Piosenka o kobiecej przyjemności
„Heksy” Agnieszki Szpili to totalny manifest feministyczny. A skoro „totalny”, to przerysowany, karykaturalny, napisany w rozpędzie, dla którego siłą było wieloletnie wkurzenie na świat kierowany przez mężczyzn. Na rzeczywistość wojen, grabieżczej gospodarki wyniszczającej Planetę, wreszcie na służebne traktowanie kobiet. Właśnie od nich zaczyna się ta powieść – dużej grupy wprowadzonej przy dźwięku kościelnych dzwonów na średniowieczny rynek. Dwa tuziny zupełnie nagich kobiet powłóczących nogami, bo powyłamywano im palce u stóp. Krwawiących z dróg rodnych i z ponacinanych piersi. Ogolonych na łyso, z nieobecnym wzrokiem na twarzy.
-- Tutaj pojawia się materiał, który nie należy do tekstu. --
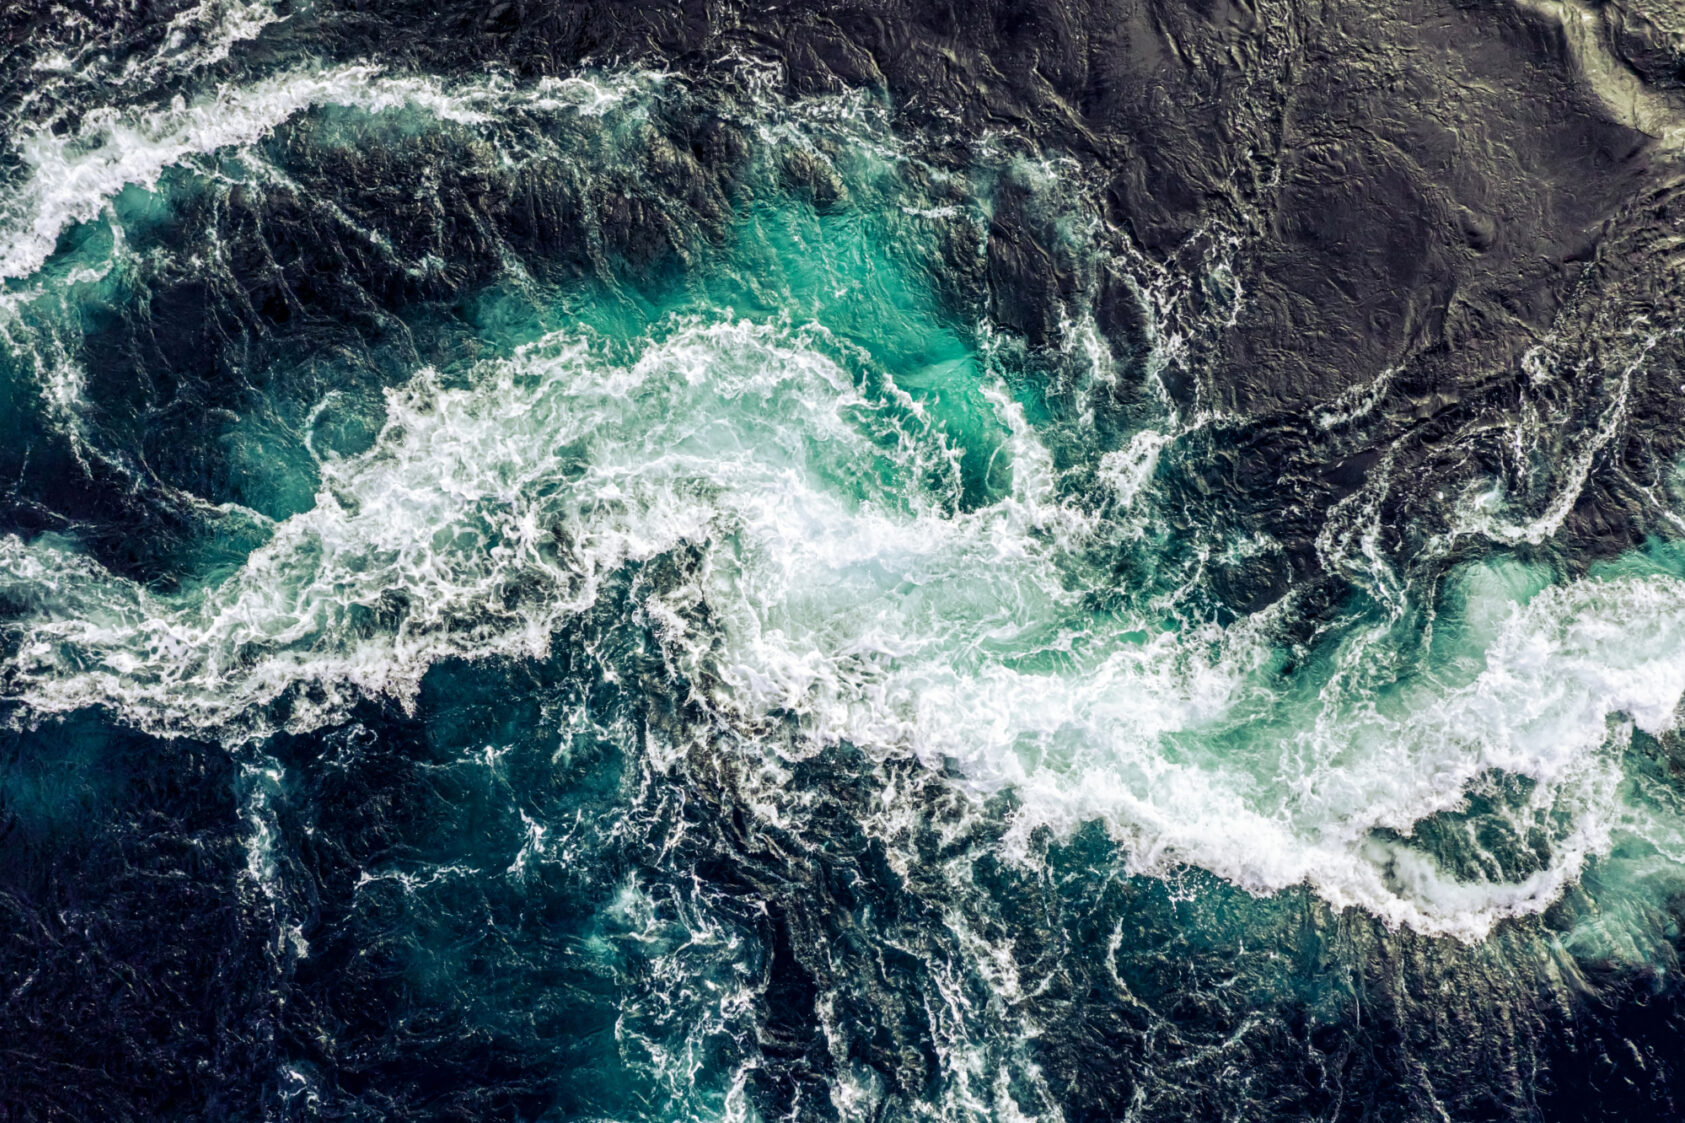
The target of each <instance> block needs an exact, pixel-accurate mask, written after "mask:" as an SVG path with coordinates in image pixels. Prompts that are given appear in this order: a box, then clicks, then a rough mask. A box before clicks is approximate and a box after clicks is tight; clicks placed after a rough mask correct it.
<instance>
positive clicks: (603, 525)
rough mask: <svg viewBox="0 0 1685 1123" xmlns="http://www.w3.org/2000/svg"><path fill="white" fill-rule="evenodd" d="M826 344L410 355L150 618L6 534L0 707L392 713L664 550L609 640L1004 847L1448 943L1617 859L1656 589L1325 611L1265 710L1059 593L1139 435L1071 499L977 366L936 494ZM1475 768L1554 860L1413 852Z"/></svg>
mask: <svg viewBox="0 0 1685 1123" xmlns="http://www.w3.org/2000/svg"><path fill="white" fill-rule="evenodd" d="M832 354H836V347H834V346H832V344H831V341H827V339H826V336H824V334H822V332H819V330H817V329H809V330H792V329H782V327H767V325H753V324H745V322H740V324H706V322H689V324H684V325H679V327H676V329H674V330H672V332H671V334H667V336H666V337H664V339H659V341H652V342H647V346H645V347H644V351H642V354H640V356H639V357H637V359H635V361H634V363H630V364H615V363H610V361H607V359H605V357H603V354H602V351H600V349H596V347H593V346H590V344H588V342H586V341H583V339H578V337H568V336H554V337H549V339H546V341H543V342H539V344H534V346H531V347H527V349H524V351H522V352H519V354H517V356H516V357H512V359H511V361H497V363H487V364H484V366H482V368H479V369H477V371H475V373H473V378H472V379H470V381H468V383H467V384H460V386H445V384H441V379H440V378H438V376H436V374H433V373H428V371H425V373H421V374H420V376H418V378H416V379H415V381H413V383H411V384H408V386H404V388H401V390H394V391H391V395H389V401H388V422H386V427H384V430H382V432H381V437H379V440H377V442H376V445H374V447H372V449H371V450H369V452H366V454H362V455H357V457H349V459H327V460H324V464H322V481H324V482H322V491H320V494H318V496H317V504H315V508H313V509H310V511H307V513H303V514H298V516H293V518H290V519H286V521H283V523H280V524H276V526H275V531H273V536H271V540H270V541H268V543H266V545H265V546H263V548H259V550H256V551H254V553H253V555H251V558H249V560H248V562H246V565H244V567H243V568H241V570H239V572H238V573H234V575H233V577H227V578H224V580H217V582H211V583H206V585H204V587H199V588H189V590H182V592H179V594H172V595H167V597H165V595H158V594H153V592H148V590H145V588H142V587H136V585H131V583H126V582H121V580H115V578H113V577H110V575H108V573H103V572H99V570H98V568H96V567H94V565H93V563H89V562H86V560H83V558H81V556H78V555H76V551H74V550H71V548H69V545H66V543H61V541H54V540H51V538H40V540H35V541H32V543H24V541H20V540H17V538H8V540H3V541H0V597H5V599H7V600H8V602H10V604H15V605H20V607H22V610H24V612H22V621H20V624H17V626H15V627H13V629H12V632H13V634H12V644H13V649H15V651H17V658H15V659H13V661H12V666H10V669H8V678H7V686H5V693H7V695H10V696H13V698H20V700H24V701H25V703H27V707H29V710H30V712H34V713H37V715H40V713H52V712H64V710H71V708H76V707H86V705H106V707H113V708H116V710H120V712H121V713H123V715H125V717H126V718H128V720H131V722H135V723H138V725H143V727H148V728H155V730H175V732H187V730H194V732H209V733H219V735H229V733H236V732H241V730H244V732H246V733H263V732H266V728H268V727H266V725H265V722H266V720H268V718H263V717H259V715H261V713H265V707H268V705H270V703H273V701H276V700H280V698H283V696H285V698H290V700H292V705H290V708H288V710H286V713H288V717H286V720H288V722H290V723H292V725H295V727H308V725H313V723H318V722H325V720H330V718H332V717H335V715H337V713H340V712H342V710H344V707H345V705H347V703H349V701H350V700H352V698H354V696H356V695H357V693H386V695H391V696H398V698H409V696H413V693H415V690H416V685H418V681H420V676H421V674H423V673H425V671H426V668H428V666H430V664H431V663H435V661H436V659H440V658H447V656H485V654H494V653H507V654H541V653H543V651H544V649H546V647H548V644H549V642H551V636H553V634H554V632H556V629H558V627H561V626H563V624H564V622H566V621H568V619H570V617H573V615H576V614H580V612H583V610H586V609H588V607H590V605H591V604H595V602H596V599H598V597H600V594H602V590H603V588H605V585H607V582H610V580H612V578H613V577H615V575H617V573H622V572H625V570H627V567H637V565H639V563H645V562H650V560H655V558H661V556H684V558H689V563H687V565H682V567H672V568H674V572H676V573H677V577H669V578H667V580H666V582H664V583H659V585H655V583H652V585H650V587H649V592H647V594H645V595H644V602H642V604H640V607H639V619H640V624H642V626H644V627H649V629H650V631H652V632H654V636H655V637H657V641H659V644H661V647H662V651H664V653H666V658H667V661H669V666H671V668H672V673H674V676H676V678H677V680H679V681H687V683H689V685H691V690H693V691H694V695H696V698H698V700H699V701H701V703H703V705H704V707H708V708H711V710H713V712H714V713H716V717H718V718H719V720H721V722H728V723H731V725H736V727H743V728H748V730H753V728H763V727H765V723H767V722H772V720H792V718H794V720H795V723H797V727H799V730H800V737H799V739H797V749H795V750H797V752H810V750H817V749H819V747H821V745H824V744H834V742H843V740H846V742H851V744H854V745H859V747H864V749H868V750H869V752H873V754H880V755H907V754H912V755H915V757H918V759H920V760H925V762H928V764H932V766H939V764H942V766H949V764H957V766H959V771H960V772H962V776H964V777H966V781H964V782H966V784H969V786H971V787H974V789H977V791H981V793H989V791H999V789H1003V787H1013V789H1016V791H1018V794H1019V801H1021V811H1019V813H1018V831H1016V836H1018V838H1028V835H1030V831H1033V830H1035V828H1036V826H1041V825H1050V826H1055V828H1068V826H1072V825H1075V823H1080V821H1089V819H1100V821H1104V823H1107V825H1109V826H1110V828H1112V830H1114V833H1115V835H1117V836H1119V838H1121V840H1124V841H1126V843H1127V845H1129V850H1131V853H1132V855H1134V862H1136V865H1137V868H1141V870H1144V872H1169V870H1171V868H1173V867H1174V865H1178V863H1196V865H1200V867H1205V868H1208V870H1213V872H1217V873H1220V875H1223V877H1227V879H1232V880H1233V882H1237V884H1240V885H1245V887H1249V889H1254V890H1259V892H1269V890H1276V889H1282V887H1286V885H1294V884H1304V882H1308V884H1311V885H1313V887H1314V889H1316V890H1318V892H1321V894H1323V895H1324V897H1326V899H1329V900H1331V902H1335V904H1340V905H1346V904H1351V905H1361V907H1365V909H1370V911H1373V912H1375V914H1378V916H1382V917H1385V919H1388V921H1392V922H1399V924H1409V926H1414V927H1417V929H1420V931H1427V932H1449V934H1456V936H1463V938H1469V939H1474V938H1479V936H1483V934H1484V932H1486V931H1488V929H1490V927H1491V924H1493V922H1495V921H1498V919H1500V917H1505V916H1517V914H1527V912H1535V911H1538V909H1542V907H1545V905H1549V904H1550V900H1554V899H1555V897H1557V895H1559V894H1560V890H1562V887H1564V885H1565V884H1569V882H1570V880H1572V879H1574V877H1577V875H1579V872H1581V870H1582V867H1584V863H1586V860H1587V858H1589V857H1592V855H1597V853H1604V852H1607V850H1609V846H1611V831H1614V830H1616V828H1618V821H1619V818H1621V814H1623V809H1621V804H1619V793H1618V787H1619V779H1621V747H1623V744H1624V735H1626V733H1628V732H1629V728H1631V727H1633V725H1636V727H1638V728H1643V730H1646V732H1651V733H1660V732H1663V730H1666V728H1670V725H1672V722H1673V713H1675V710H1677V707H1678V703H1680V693H1682V686H1685V582H1677V580H1672V578H1648V580H1638V578H1623V580H1582V582H1579V583H1572V585H1564V587H1557V588H1549V590H1545V592H1542V594H1538V595H1537V597H1533V599H1530V600H1527V602H1525V604H1511V602H1510V600H1505V599H1503V597H1501V595H1488V594H1479V588H1478V582H1476V585H1474V587H1471V588H1476V592H1474V594H1471V604H1473V605H1474V607H1471V609H1469V614H1468V619H1469V621H1473V624H1469V626H1468V627H1466V629H1464V632H1463V647H1459V651H1458V654H1456V658H1449V656H1446V658H1441V659H1439V663H1431V664H1429V666H1427V669H1426V673H1420V674H1415V676H1400V674H1397V673H1392V674H1380V673H1377V671H1375V669H1373V668H1375V666H1377V663H1378V659H1380V656H1378V654H1377V653H1378V651H1380V649H1382V647H1383V646H1385V644H1388V642H1392V641H1390V639H1388V636H1387V634H1385V626H1375V629H1372V631H1363V629H1356V631H1353V632H1351V634H1350V636H1348V637H1346V641H1345V644H1343V647H1341V649H1340V651H1338V653H1336V654H1335V658H1333V661H1331V666H1329V669H1328V671H1326V673H1324V674H1323V681H1321V685H1319V688H1318V690H1314V691H1309V693H1306V691H1303V690H1301V691H1299V693H1294V695H1289V693H1287V691H1286V690H1284V688H1282V686H1281V685H1279V683H1277V681H1274V680H1272V678H1270V663H1272V649H1270V644H1269V637H1267V629H1265V626H1264V622H1260V621H1254V622H1249V624H1240V626H1233V627H1228V629H1218V627H1215V626H1206V627H1183V629H1180V631H1178V629H1171V627H1166V624H1164V622H1163V621H1156V619H1151V617H1149V615H1142V614H1127V612H1112V614H1107V612H1095V610H1094V609H1092V607H1090V605H1089V602H1087V600H1085V597H1083V594H1085V590H1087V588H1089V587H1090V585H1094V583H1099V582H1104V580H1109V570H1095V568H1094V567H1092V563H1090V562H1085V560H1083V558H1087V556H1092V551H1094V550H1095V546H1097V545H1104V543H1105V540H1107V536H1114V535H1122V536H1129V535H1132V533H1134V531H1132V529H1129V526H1127V519H1119V518H1112V516H1115V514H1119V513H1121V511H1122V508H1121V506H1119V504H1124V506H1127V504H1131V502H1139V501H1141V499H1139V496H1137V494H1136V491H1137V486H1136V481H1134V476H1136V472H1134V470H1132V462H1134V460H1136V459H1139V457H1144V455H1147V445H1151V443H1154V442H1153V440H1144V442H1141V443H1142V447H1141V449H1139V450H1134V455H1132V457H1129V464H1121V465H1119V470H1117V472H1114V474H1115V476H1117V477H1119V479H1117V481H1112V487H1104V489H1090V491H1089V492H1087V494H1083V492H1078V491H1073V489H1067V487H1063V486H1062V479H1060V474H1058V472H1056V469H1055V467H1053V460H1051V457H1050V455H1048V452H1046V449H1043V447H1041V443H1040V442H1038V437H1036V432H1035V430H1033V428H1031V427H1030V425H1028V423H1026V422H1024V418H1023V413H1021V410H1019V408H1018V406H1016V405H1014V403H1013V401H1011V400H1009V396H1008V395H1006V393H1004V390H1003V388H1001V386H999V384H998V381H996V379H992V376H989V374H976V378H981V379H982V381H984V386H982V390H984V398H986V401H989V408H991V410H992V411H994V415H996V420H998V423H999V432H1003V433H1004V442H1006V445H1008V452H1009V457H1011V464H1013V484H1011V489H1009V492H1008V494H1004V496H1003V497H999V499H998V501H996V502H992V504H989V506H984V508H981V509H971V511H966V509H960V508H959V504H957V502H954V499H955V494H957V489H959V481H957V472H944V470H942V465H950V467H952V465H954V462H955V447H954V442H952V440H950V437H949V435H947V433H945V432H944V430H942V427H939V425H933V423H932V422H930V420H928V418H927V416H923V415H922V413H920V410H917V408H915V406H917V403H913V401H912V400H910V398H908V396H907V395H905V393H903V391H900V388H896V386H895V384H893V383H891V381H885V384H881V386H876V388H871V390H868V386H866V383H864V381H863V379H859V378H856V376H854V374H851V373H849V371H848V369H846V368H844V366H843V364H839V363H837V361H834V359H832V357H829V356H832ZM945 489H947V491H945ZM1119 528H1122V529H1119ZM1483 597H1484V599H1483ZM1616 715H1624V717H1619V718H1618V717H1616ZM802 745H805V749H804V747H802ZM789 750H790V749H789V747H785V749H782V752H789ZM1495 772H1498V774H1508V776H1518V777H1527V779H1528V781H1530V782H1532V784H1533V789H1532V796H1530V798H1528V804H1527V806H1523V808H1520V809H1517V811H1515V814H1518V816H1522V818H1528V816H1532V818H1535V819H1540V821H1543V819H1549V821H1550V823H1557V825H1559V826H1555V828H1552V830H1554V835H1552V838H1550V860H1549V863H1547V865H1543V867H1542V868H1540V870H1537V872H1533V873H1528V875H1527V877H1520V879H1510V880H1505V879H1484V880H1468V879H1459V877H1452V875H1451V873H1447V872H1446V870H1444V868H1441V865H1439V863H1437V862H1436V860H1434V858H1432V857H1429V855H1427V852H1424V850H1420V848H1415V846H1414V845H1410V838H1409V835H1410V831H1412V830H1414V828H1415V826H1417V825H1420V823H1422V821H1424V819H1427V818H1429V816H1436V814H1444V813H1456V811H1458V809H1459V808H1463V806H1464V803H1466V798H1468V793H1469V789H1471V786H1474V784H1478V782H1479V779H1481V777H1483V776H1490V774H1495Z"/></svg>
Za chwilę spłoną żywcem w przygotowanej stodole; tylko niektórym biskupi w purpurze kroczący na końcu „pochodu” udzielą łaski ścięcia przez kata. Z jedną z takich kobiet, które ośmieliły się wiedzieć i działać, panować nad swoim życiem, spotka się kilka wieków później, w 2025 roku, Anna Szajbel, prezeska polskiego, narodowego koncernu paliwowego. Stanie się to w wyniku zaburzenia dysocjacyjnego doznanego przez nią po odkryciu prawdy o mężu. W ten sposób Anna znajdzie się w XVII-wiecznym lesie, w którym schroniły się kobiety, porzuciwszy patriarchalno-religijny ład. Mathilde Spalt jest Ziemistą, czyli tą, która wyznaje wiarę w Matkę Ziemię. Niebawem upomni się o nie Kościół, który postanawia wyciąć las i przegonić Heksy, bo tak też o nich mówią.
Powieść Szpili nominowano do Literackiej Nagrody Nike niebezpodstawnie. Autorka skończyła kulturoznawstwo. Wie, o czym mówi, gdy chodzi o kobietę w kontekście kulturowym na przestrzeni wieków. „Heksy” są wybuchowym połączeniem erudycyjnych treści i bluźnierstw rezerwowanych dla tzw. męskiej literatury. Dla niektórych połączeniem nie do przyjęcia, dla innych – wyzwalającym. Poza tym że ta książka jest polem walki o ważne sprawy, jest też piosenką na cześć kobiecej przyjemności.